As a teenager, Bárbara Varassi Pega fell under the spell of tango in her hometown of Rosario, Argentina. Her attraction has only intensified since — so much so that she went on to post-graduate study in the field and has made playing, teaching, researching, composing and arranging tango her life’s work.
What has drawn her to this soulful music that traces its origins to the 1880s borderlands between Argentina and Uruguay? “Its power,” Pega said via e-mail, “its unique and amazing possibilities for expression; its complexity, beauty, strength and intimacy, all alternating wildly, full of life, and the amazing feeling of playing this music with others.”
Pega will be at the keyboard when the Quinteto Astor Piazzolla performs a special concert Nov. 19 under the auspices of Symphony Center Presents. This appearance, as well as Chicago Symphony Orchestra concerts Nov. 18-21 featuring Piazzolla’s Aconcagua Concerto for Bandoneón and Orchestra, mark the centennial of the Argentine composer and bandoneón master. Along with Pega, Quinteto Astor Piazzolla consists of Pablo Mainetti (bandoneón), Serdar Geldymuradov (violin), Armando de la Vega (guitar), Daniel Falasca (bass) and Julián Vat (musical director).
Piazzolla is internationally acclaimed as the inventor of nuevo tango, transforming traditional tangos for the dance floor into concert works that incorporate elements of jazz and classical music. “Piazzolla made possible the biggest internationalization of tango music around the globe and showed a new and refreshing way of creating and performing tango music fully based on the tango tradition,“ she said. ”This opened many new paths, and all generations of musicians since have been influenced to a greater or lesser extent by the musical legacy of this great musician. Just like with Beethoven or Stravinsky, there is a before and after Piazzolla.”
In 1960, the composer formed his first quintet, with bandoneón (a kind of concertina popular in Argentina and Uruguay), piano, violin, electric guitar and double bass, an innovative combination that many experts believe is the most authentic and expressive vehicle for his music. He organized a second quintet in 1978 that toured for 10 years. “The quintet is the perfect lineup, the one that even Piazzolla loved the most,” Pega said. “It is the best combination of instruments, timbres, registers, sounds and colors. It is the perfect reduction of the most emblematic ensemble of traditional tango, which is the orquesta típica.”
Six years after the composer’s death in 1992, his widow, Laura Escalada Piazzolla, established the Quinteto Astor Piazzolla to continue the composer’s legacy and keep alive the works he wrote for this combination, along with a few arrangements of compositions for other instrumental combinations. The group makes a point of performing pieces that are less widely known and performed, so audiences can get a fuller understanding of the composer’s accomplishments.
“His music has such an impact on the audience,” Pega said, “not only because of its beauty and power, but also because it is accessible to everyone, in the sense that it is related to classical music, traditional tango and even jazz. People, regardless of their nationality, can feel some degree of familiarity with its fascinating uniqueness. It is a kind of a wave that goes straight to the heart and leaves no one indifferent.”

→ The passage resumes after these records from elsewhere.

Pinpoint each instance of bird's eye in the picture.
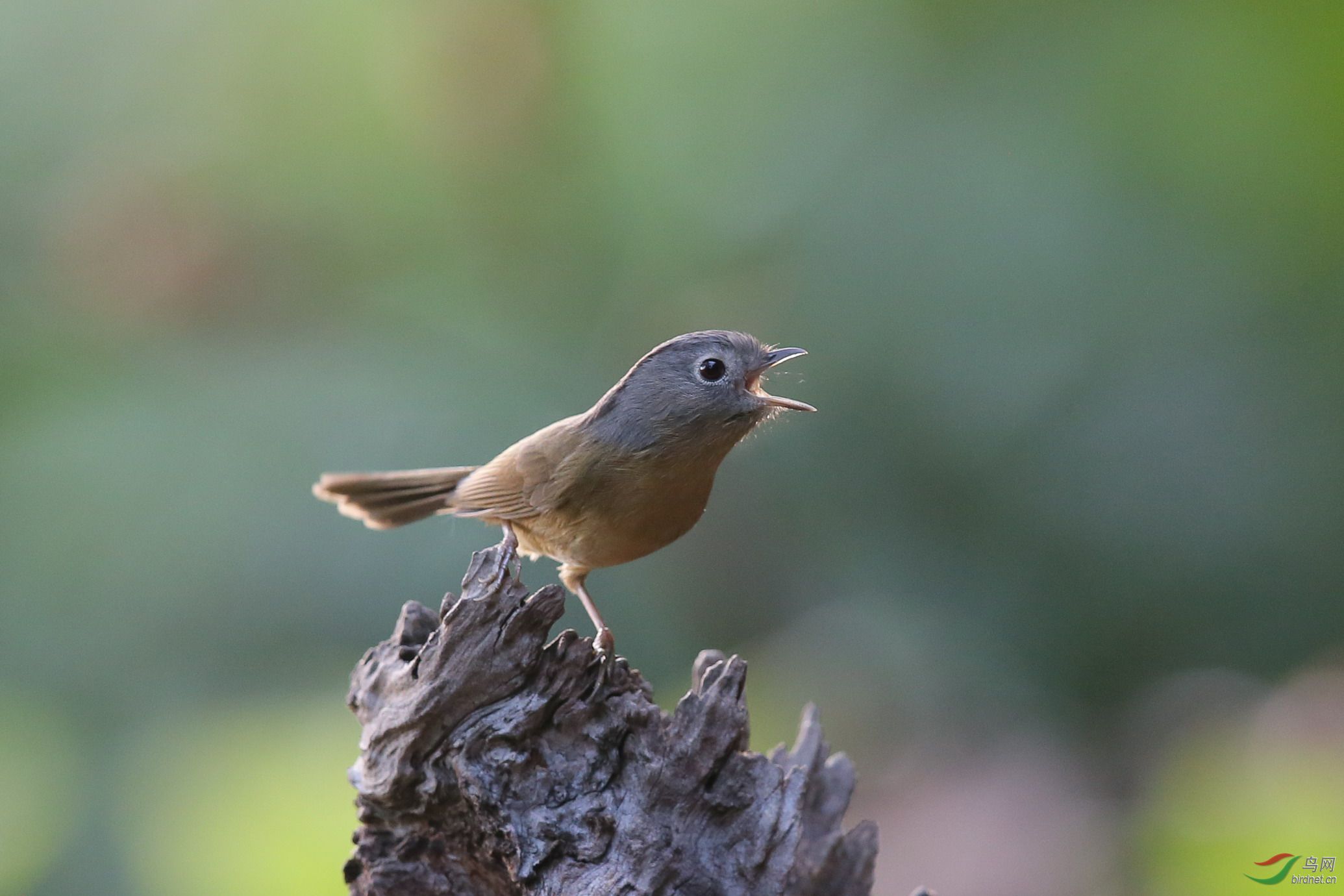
[699,357,728,383]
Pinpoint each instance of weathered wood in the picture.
[345,544,878,896]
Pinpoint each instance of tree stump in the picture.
[345,544,878,896]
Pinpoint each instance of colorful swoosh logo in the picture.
[1246,853,1301,884]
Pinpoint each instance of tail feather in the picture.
[313,466,476,529]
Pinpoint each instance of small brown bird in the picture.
[313,330,817,656]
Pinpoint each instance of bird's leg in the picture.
[560,564,616,657]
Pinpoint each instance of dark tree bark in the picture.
[345,545,878,896]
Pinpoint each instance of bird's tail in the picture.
[313,466,476,529]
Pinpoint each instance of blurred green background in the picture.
[0,0,1344,896]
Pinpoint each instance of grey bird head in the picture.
[589,330,817,451]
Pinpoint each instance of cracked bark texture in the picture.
[345,544,878,896]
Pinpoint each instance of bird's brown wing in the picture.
[452,416,583,520]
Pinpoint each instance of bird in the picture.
[313,330,817,657]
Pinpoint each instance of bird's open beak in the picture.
[747,348,817,411]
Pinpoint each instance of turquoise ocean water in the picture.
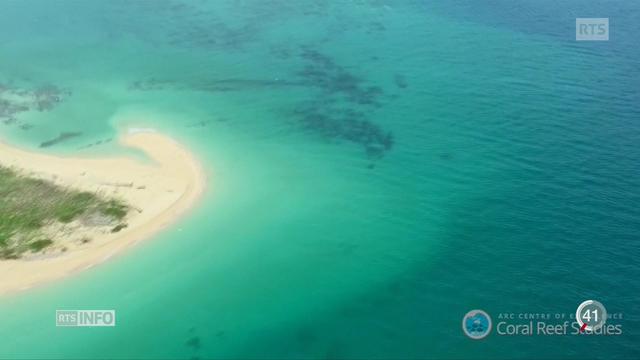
[0,0,640,359]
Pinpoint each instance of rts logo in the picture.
[576,18,609,41]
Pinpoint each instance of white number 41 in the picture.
[582,309,598,323]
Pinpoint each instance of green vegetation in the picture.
[0,166,129,259]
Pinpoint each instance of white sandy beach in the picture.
[0,131,206,294]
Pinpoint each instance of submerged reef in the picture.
[40,132,82,148]
[129,46,392,159]
[0,83,71,130]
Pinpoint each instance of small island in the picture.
[0,166,129,260]
[0,129,206,294]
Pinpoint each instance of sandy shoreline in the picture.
[0,131,206,294]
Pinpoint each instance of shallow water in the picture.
[0,0,640,358]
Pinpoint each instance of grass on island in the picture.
[0,166,129,259]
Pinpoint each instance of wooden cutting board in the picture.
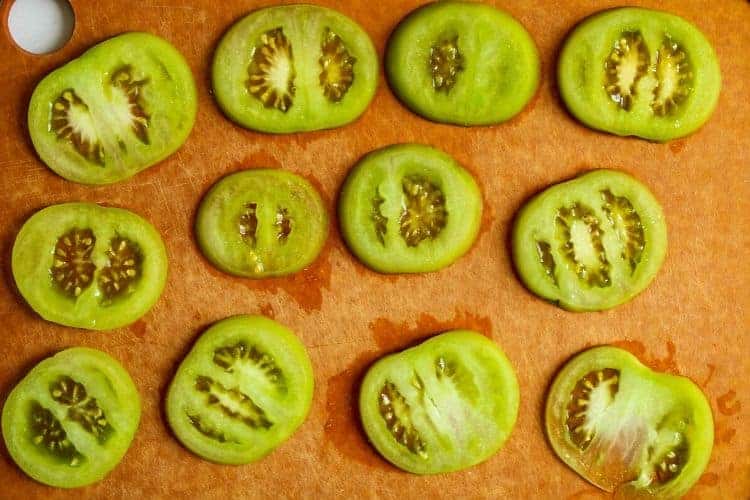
[0,0,750,499]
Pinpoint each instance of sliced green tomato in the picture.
[557,7,721,141]
[12,203,167,330]
[212,5,378,133]
[385,1,539,126]
[196,168,328,278]
[28,33,197,184]
[338,144,482,273]
[2,347,141,488]
[545,347,714,499]
[513,170,667,311]
[166,316,313,464]
[359,330,519,474]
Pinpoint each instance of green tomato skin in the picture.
[545,346,714,500]
[385,1,540,127]
[2,347,141,488]
[211,4,379,134]
[338,144,483,273]
[195,168,329,279]
[28,32,198,184]
[165,315,314,465]
[359,330,519,474]
[557,7,721,142]
[11,203,168,330]
[512,170,667,312]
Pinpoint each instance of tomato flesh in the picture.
[385,1,540,126]
[212,5,378,133]
[558,7,721,141]
[338,144,482,273]
[166,316,313,464]
[359,330,519,474]
[513,170,667,311]
[545,346,714,498]
[12,203,167,330]
[28,33,198,184]
[2,347,141,488]
[196,169,328,278]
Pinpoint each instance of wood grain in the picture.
[0,0,750,499]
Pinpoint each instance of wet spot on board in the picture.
[612,340,680,374]
[370,310,492,354]
[260,303,276,319]
[697,472,719,486]
[236,150,281,170]
[714,423,737,445]
[716,390,742,417]
[323,351,389,468]
[129,319,148,339]
[669,141,685,155]
[565,489,607,500]
[239,238,332,313]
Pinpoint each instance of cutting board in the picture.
[0,0,750,499]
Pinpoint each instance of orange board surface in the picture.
[0,0,750,499]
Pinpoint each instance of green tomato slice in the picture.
[513,170,667,311]
[359,330,519,474]
[166,316,313,464]
[28,33,197,184]
[338,144,482,273]
[385,1,539,126]
[2,347,141,488]
[212,5,378,133]
[545,347,714,499]
[557,7,721,141]
[12,203,167,330]
[195,169,328,278]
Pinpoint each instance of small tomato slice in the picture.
[12,203,167,330]
[195,168,328,278]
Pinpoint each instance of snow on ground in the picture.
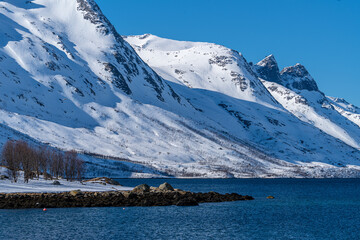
[0,167,133,193]
[0,0,360,180]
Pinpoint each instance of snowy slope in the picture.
[125,34,359,176]
[0,0,360,177]
[254,56,360,149]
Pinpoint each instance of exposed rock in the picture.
[132,184,150,193]
[69,190,83,196]
[0,190,253,209]
[84,177,121,186]
[159,182,174,191]
[280,63,319,91]
[52,181,61,186]
[0,175,9,180]
[255,55,282,84]
[150,187,160,192]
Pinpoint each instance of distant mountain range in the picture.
[0,0,360,177]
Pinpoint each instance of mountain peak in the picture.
[255,54,281,84]
[280,63,319,91]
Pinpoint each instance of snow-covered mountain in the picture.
[254,56,360,149]
[125,34,359,176]
[0,0,360,177]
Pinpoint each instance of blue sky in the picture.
[96,0,360,107]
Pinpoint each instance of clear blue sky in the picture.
[96,0,360,107]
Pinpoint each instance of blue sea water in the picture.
[0,179,360,240]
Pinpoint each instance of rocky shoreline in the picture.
[0,183,253,209]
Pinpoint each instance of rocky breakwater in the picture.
[0,183,253,209]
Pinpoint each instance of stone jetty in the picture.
[0,183,253,209]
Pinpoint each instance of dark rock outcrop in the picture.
[280,63,319,91]
[0,190,253,209]
[132,184,150,193]
[255,55,282,84]
[159,182,174,191]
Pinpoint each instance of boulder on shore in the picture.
[84,177,121,186]
[52,181,61,186]
[159,182,174,191]
[69,190,83,196]
[132,184,150,193]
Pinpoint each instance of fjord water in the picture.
[0,179,360,239]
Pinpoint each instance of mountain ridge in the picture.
[0,0,360,177]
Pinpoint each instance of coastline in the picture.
[0,188,254,209]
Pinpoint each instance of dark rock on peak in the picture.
[254,54,281,84]
[280,63,319,91]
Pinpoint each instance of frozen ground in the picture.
[0,167,132,193]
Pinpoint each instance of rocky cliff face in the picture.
[254,57,360,151]
[254,55,282,84]
[280,63,319,91]
[0,0,360,177]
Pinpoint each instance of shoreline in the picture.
[0,189,254,209]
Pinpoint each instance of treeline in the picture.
[1,140,84,183]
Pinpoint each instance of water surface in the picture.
[0,179,360,239]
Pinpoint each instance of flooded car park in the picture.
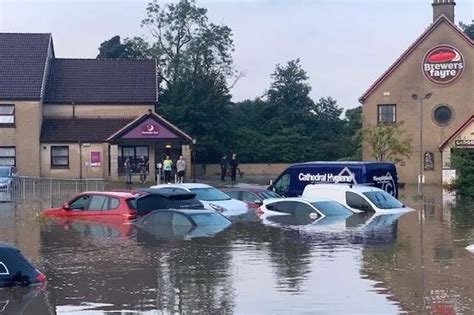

As a child, Pega began studying classical piano and later discovered tango. Although not as large or prominent as Buenos Aires, Rosario has a strong tango tradition, and she attended concerts featuring the tango orchestra of Domingo Federico (with the “late, great” Octavio Brunetti at the piano) and the tango trio of Rodolfo “Cholo” Montironi (with Javier Lo Ré at the piano). “Back then, when I realized I wanted to play tango and actually started to do so,“ she said. ”It was an oddity for a teenager, and even more for a girl, to play tango. So I was rather shy about it and didn’t tell it too much around.”
After earning an undergraduate degree in Rosario, she won a scholarship for further studies in classical piano at a conservatory in Milan. Everything changed in Italy when she met pianist, composer and arranger Gustavo Beytelmann, who played with Piazzolla. She took private lessons with him in Paris and went on to complete a master’s degree in tango at the Codarts University for the Arts in Rotterdam in 2009. “I got so enthusiastic about it — and it went so well — that I went further with a PhD trajectory, which I finished in December 2014. So parallel to my activities as a musician, I’ve developed an academic profile, also around tango music.”
Pega, who now resides in the Netherlands, joined Quinteto Astor Piazzolla several months ago for a European tour, and she has performed with the group many times since. “COVID-19 regulations are a big issue nowadays,“ she said, ”but we still manage to tour and travel a lot, thanks to the quintet’s great team and the huge passion and drive of all its members, including the musical director Julián Vat and the producer Darío Vaccaro, and of course, the amazing musicians who make up the quintet.”